By: Jennifer Saba
The Audit Bureau of Circulations has moved closer to an overhaul of how it counts paid newspaper circulation.
During a meeting of its board of directors last week in Kiawah Island, S.C., the bureau approved modifications that will affect how publishers report starting April 1, 2009. Among those changes: Newspapers will be considered “paid” by ABC regardless of the price.
Currently ABC breaks out paid circulation in three categories, copies where 50% or more of the cover price is paid, copies where 25% to 50% of the price is paid (often referred to as discounted circulation), and other paid, which includes employee, newspapers in education, hotel, and third party copies. All three categories are rolled up into the total average circulation number.

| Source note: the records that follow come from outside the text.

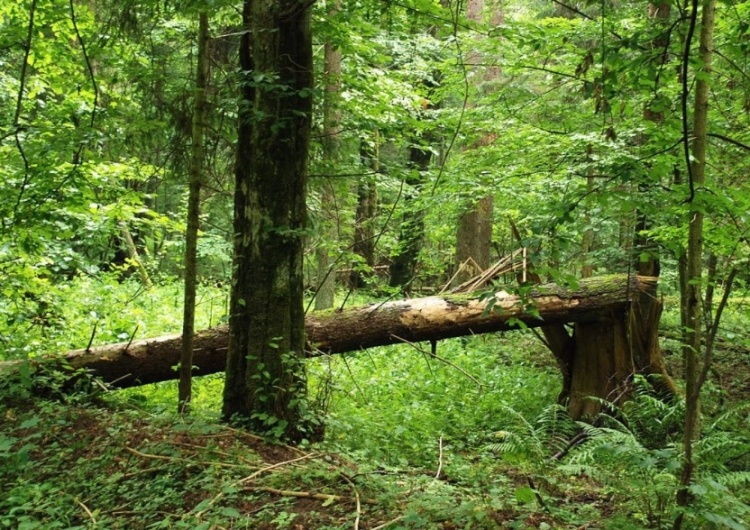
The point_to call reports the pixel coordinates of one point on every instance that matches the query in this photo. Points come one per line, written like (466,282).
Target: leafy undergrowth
(95,466)
(468,439)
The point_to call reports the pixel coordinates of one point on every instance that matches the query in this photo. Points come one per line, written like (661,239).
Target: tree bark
(411,233)
(474,233)
(364,222)
(193,216)
(265,381)
(598,354)
(326,289)
(695,371)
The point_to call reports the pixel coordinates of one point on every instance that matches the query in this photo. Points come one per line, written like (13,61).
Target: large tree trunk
(265,381)
(695,371)
(598,356)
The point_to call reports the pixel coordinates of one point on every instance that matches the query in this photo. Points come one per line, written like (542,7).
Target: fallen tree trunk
(432,318)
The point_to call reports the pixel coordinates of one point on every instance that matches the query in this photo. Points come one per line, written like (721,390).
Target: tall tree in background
(331,152)
(474,232)
(695,371)
(265,383)
(193,215)
(367,205)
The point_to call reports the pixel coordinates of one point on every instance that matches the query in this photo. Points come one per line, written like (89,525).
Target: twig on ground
(388,523)
(253,476)
(356,496)
(187,460)
(440,458)
(86,509)
(309,495)
(441,359)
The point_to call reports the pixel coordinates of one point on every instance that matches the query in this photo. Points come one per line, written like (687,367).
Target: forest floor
(411,443)
(91,465)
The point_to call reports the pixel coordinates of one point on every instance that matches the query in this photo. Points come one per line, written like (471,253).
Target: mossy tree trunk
(265,382)
(193,216)
(595,361)
(695,370)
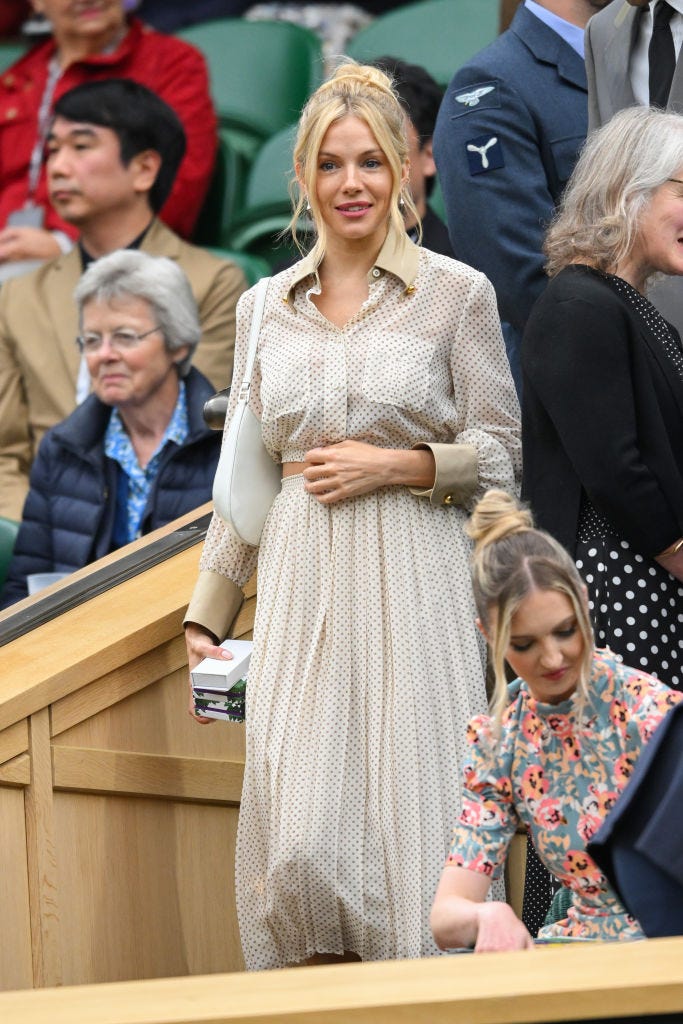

Other paid circ, which has come under great scrutiny since Newsday, The Dallas Morning News, and the Chicago Sun-Times admitted to inflating circulation in the summer of 2004, is also getting a face-lift. Instead of calling the category other paid, ABC is going to apply the term currently used by the magazine industry, “verified” circulation.
The organization is creating a new category for copies distributed to hotels and to business that purchased papers for employees to “business/traveler.”
ABC said that the proposed modifications, which should get final approval at the next board meeting in July, involved the input of all three of the organizations’ constituents — publishers, advertisers, and agencies.
“Our goal is to clearly define important measurement standards, streamline the audit process and provide advertisers and publishers with the framework required for today’s marketplace,” Donald J. Miceli, vice president of global media resources at Kraft Foods and ABC chairman, said in a statement.
Additionally, the board raised the threshold for smaller papers audited every two years as opposed to every year. Now papers with a circulation of 50,000 or less have the option of conducting an audit every two years. The threshold formerly applied to papers with circulations of 25,000 or less.
Under the proposed rule changes, newspapers are also allowed to convert home subscribers to greater frequencies as long as they can opt-out of such programs. Advertisers have to be notified 120 days in advance before the move and the frequency program needs to run a minimum of 12 weeks.
The board also elected four new directors: Christopher Black, divisional vice president, media at Sears Holdings Corp.; Sunni Boot, president and CEO of ZenithOptimedia Canada Inc.; Caroline Diamond Harrison, publisher of the Staten Island Advance in New York; and Christina Meringolo, director of media and PR services, Schering-Plough.